The start of a franchise development program usually begins by granting franchises in proximity to the franchisors corporate office. Although this development strategy is a good beginning it doesn’t end there.  Here are some reasons to begin with this approach:

  • Franchisor support services are close by
  • Having franchise development in a concentrated market or region can increase and enhance franchise brand recognition
  • Franchisor staff can more closely monitor franchisee operations and performance. This can also enable the franchisor to be more knowledgeable about franchise operations

However, some franchisors totally ignore this strategy and instead take a reactive approach, whereby they receive a franchise application and the franchisor is reluctant to deny a qualified candidate a franchise despite being 2,000 miles away. I would venture to state that this is a rather common occurrence in franchising.  However, the correct approach is for a franchisor to identify those markets that offer the best opportunity for success. This approach requires in some cases surveying potential customers or doing an exhaustive competitive survey or both.  Another approach is to review the performance of franchisees that provide products or services comparable to your franchise.
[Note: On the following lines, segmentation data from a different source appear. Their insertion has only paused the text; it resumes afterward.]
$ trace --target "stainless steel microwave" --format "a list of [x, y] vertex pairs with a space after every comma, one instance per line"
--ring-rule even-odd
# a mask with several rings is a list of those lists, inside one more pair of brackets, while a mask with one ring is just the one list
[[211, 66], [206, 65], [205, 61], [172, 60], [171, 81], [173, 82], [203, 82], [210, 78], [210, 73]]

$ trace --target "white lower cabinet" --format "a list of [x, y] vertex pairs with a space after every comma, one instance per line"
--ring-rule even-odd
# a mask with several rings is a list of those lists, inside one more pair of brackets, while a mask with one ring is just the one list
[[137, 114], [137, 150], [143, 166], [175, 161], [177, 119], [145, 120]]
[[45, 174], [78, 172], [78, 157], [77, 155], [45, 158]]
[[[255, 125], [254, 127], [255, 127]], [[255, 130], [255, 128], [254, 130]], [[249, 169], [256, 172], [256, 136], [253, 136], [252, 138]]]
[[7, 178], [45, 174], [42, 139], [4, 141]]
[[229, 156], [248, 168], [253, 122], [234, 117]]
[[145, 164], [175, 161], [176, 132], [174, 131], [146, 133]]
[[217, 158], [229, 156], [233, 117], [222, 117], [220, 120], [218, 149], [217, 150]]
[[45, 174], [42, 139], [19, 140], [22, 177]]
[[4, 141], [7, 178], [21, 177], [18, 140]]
How to identify the best markets:

  1. Look for similar franchisees in particular states or markets. Those markets with a concentration of similar franchises are an indicator of possibilities for success.
  2. Keep in mind that a lack of competitive franchises in a market could indicate weak demand, rather than a good opportunity.
  3. How many competing brands are in a market? Are there one or two dominant brands or several small brands. Determine how your franchise would match are to the existing franchise brands.
  4. How much the franchise systems have grown in the past several years is another indicator of market strength or weakness?
  5. What has been the franchisee turnover in specific markets and among which particular systems?

Once the most receptive and low risk markets are identified a franchisor can proceed with implementing its franchise recruitment strategy using a more targeted approach, rather than a shotgun approach for attracting franchise leads. The Franchise Brand Density Scale™ provides an analysis of a specific market that indicates the potential opportunity or lack thereof for developing a franchise category.